L’inauguration de l’ambassade américaine à Jérusalem, concrétisant une des promesses les plus controversées du président Donald Trump, s’est traduite par un bain de sang lundi dans la bande de Gaza, où 43 Palestiniens ont été tués par des tirs israéliens.
Du fait de ce lourd bilan, cette journée de festivités côté israélien et américain constitue la plus meurtrière du conflit israélo-palestinien depuis la guerre de 2014 dans la bande de Gaza.
Ouverture de l'ambassade américaine à Jérusalem: voyez des images de la cérémonie
Tandis qu’officiels Américains et Israéliens endimanchés ont célébré en grande pompe un moment « historique » et la force de leur alliance sous une vaste tente blanche plantée dans l’enceinte de la nouvelle ambassade, des dizaines de milliers de Palestiniens ont protesté, à quelques dizaines de kilomètres de là, dans la bande de Gaza sous blocus.
Les plus résolus ont affronté, au péril de leur vie, les tirs des soldats israéliens en allant lancer des pierres et en tentant de forcer la barrière de sécurité lourdement gardée.

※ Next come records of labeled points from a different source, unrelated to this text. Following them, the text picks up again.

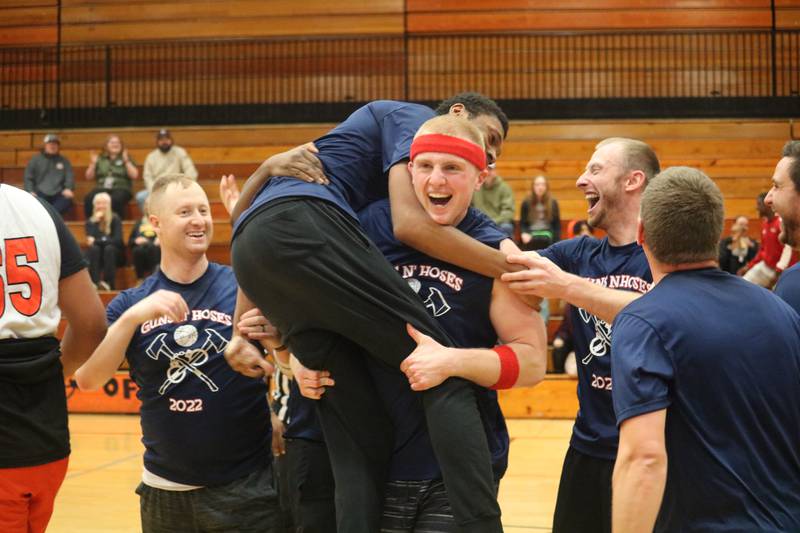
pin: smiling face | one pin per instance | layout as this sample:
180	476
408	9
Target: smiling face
113	145
602	184
784	199
444	184
182	219
540	186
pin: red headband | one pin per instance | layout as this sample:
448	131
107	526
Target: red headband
447	144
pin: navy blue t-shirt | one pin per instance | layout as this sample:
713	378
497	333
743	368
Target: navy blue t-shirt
788	287
617	267
459	301
356	156
722	356
202	423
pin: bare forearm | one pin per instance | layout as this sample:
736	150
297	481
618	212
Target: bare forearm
77	346
105	360
482	367
250	189
600	301
638	488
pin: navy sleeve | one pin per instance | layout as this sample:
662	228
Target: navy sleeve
397	132
561	252
641	368
72	260
788	288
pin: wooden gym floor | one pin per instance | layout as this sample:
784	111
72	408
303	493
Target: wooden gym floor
105	467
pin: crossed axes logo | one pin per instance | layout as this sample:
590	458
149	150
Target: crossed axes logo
435	301
182	363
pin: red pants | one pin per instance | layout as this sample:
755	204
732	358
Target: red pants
27	494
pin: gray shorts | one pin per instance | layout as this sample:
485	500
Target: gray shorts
417	507
247	505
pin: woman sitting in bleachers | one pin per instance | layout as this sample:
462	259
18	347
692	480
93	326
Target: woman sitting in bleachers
540	220
144	245
113	171
104	238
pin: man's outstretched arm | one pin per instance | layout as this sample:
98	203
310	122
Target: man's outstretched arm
299	162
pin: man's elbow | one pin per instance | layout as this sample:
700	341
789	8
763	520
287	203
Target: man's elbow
87	382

Israël avait prévenu qu’il emploierait « tous les moyens » pour protéger ses soldats et la barrière, et empêcher ainsi le scénario cauchemar d’une incursion en Israël de Palestiniens susceptibles de s’en prendre aux populations civiles riveraines.

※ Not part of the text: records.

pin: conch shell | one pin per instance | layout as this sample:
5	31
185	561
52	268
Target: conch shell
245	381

Selon le dernier bilan provisoire du ministère de la Santé gazaoui, 43 Palestiniens, dont un garçon de 14 ans, ont été tués, et des centaines d’autres blessés.
« Crimes de guerre »
Le gouvernement palestinien établi en Cisjordanie occupée a accusé Israël d’avoir commis un « horrible massacre » à Gaza. Le secrétaire général de l’ONU, Antonio Guterres, s’est dit « particulièrement inquiet ». L’Union européenne a exhorté toutes les parties à « la plus grande retenue ».

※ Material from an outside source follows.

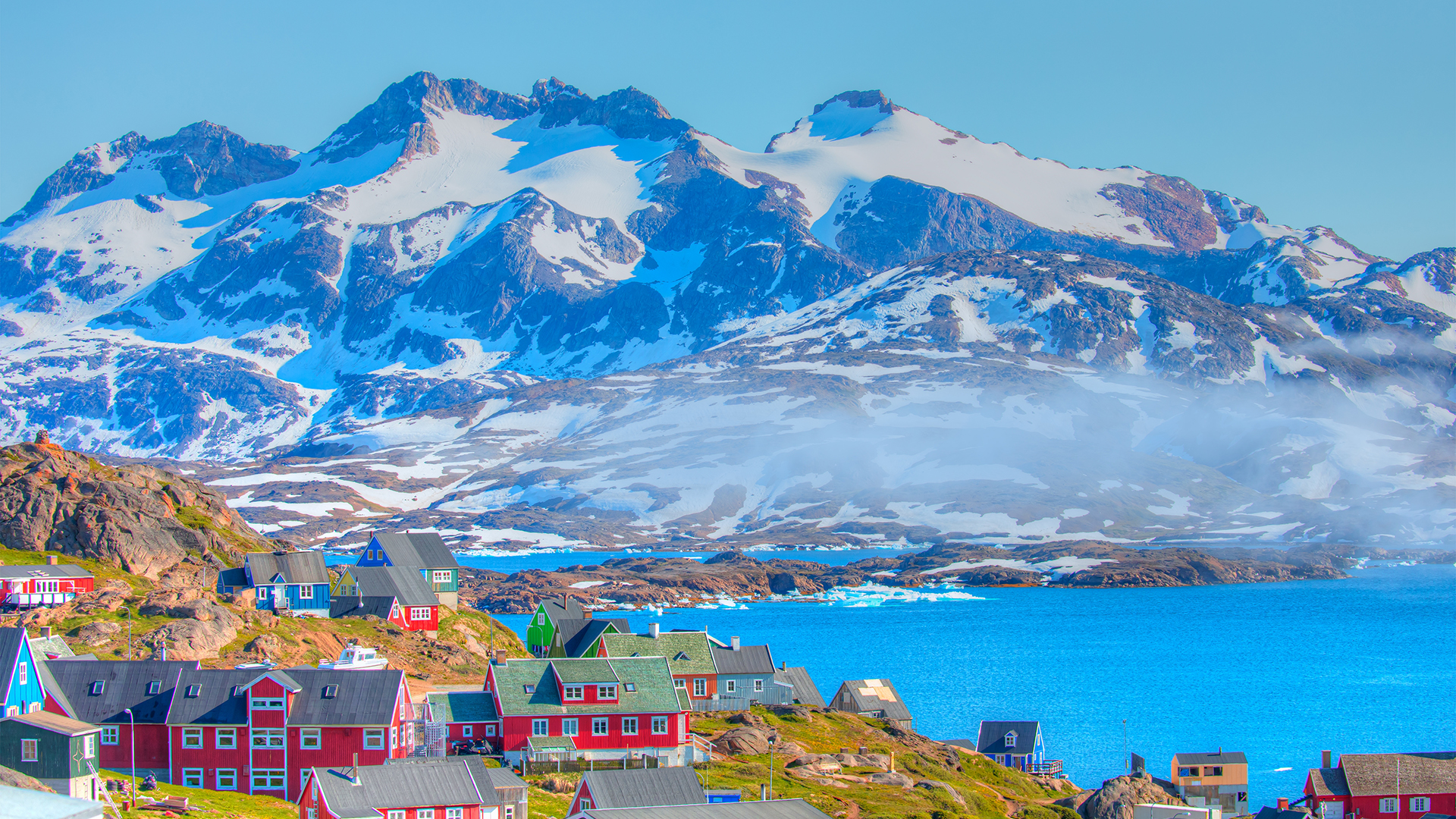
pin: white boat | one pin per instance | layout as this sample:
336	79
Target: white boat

Les ONG Amnesty International et Human Rights Watch (HRW) ont dénoncé un recours injustifié aux tirs à balles réelles, la première fustigeant une « violation abjecte » des droits de l’Homme et des « crimes de guerre ».
Dans l’enceinte de l’ambassade américaine, rien n’aurait permis de discerner ce qui se passait au même moment à Gaza. Seul le conseiller et gendre de M. Trump, Jared Kushner, présent avec son épouse Ivanka --la fille du président-- parmi des centaines d’invités triés sur le volet, a paru faire une référence oblique aux évènements.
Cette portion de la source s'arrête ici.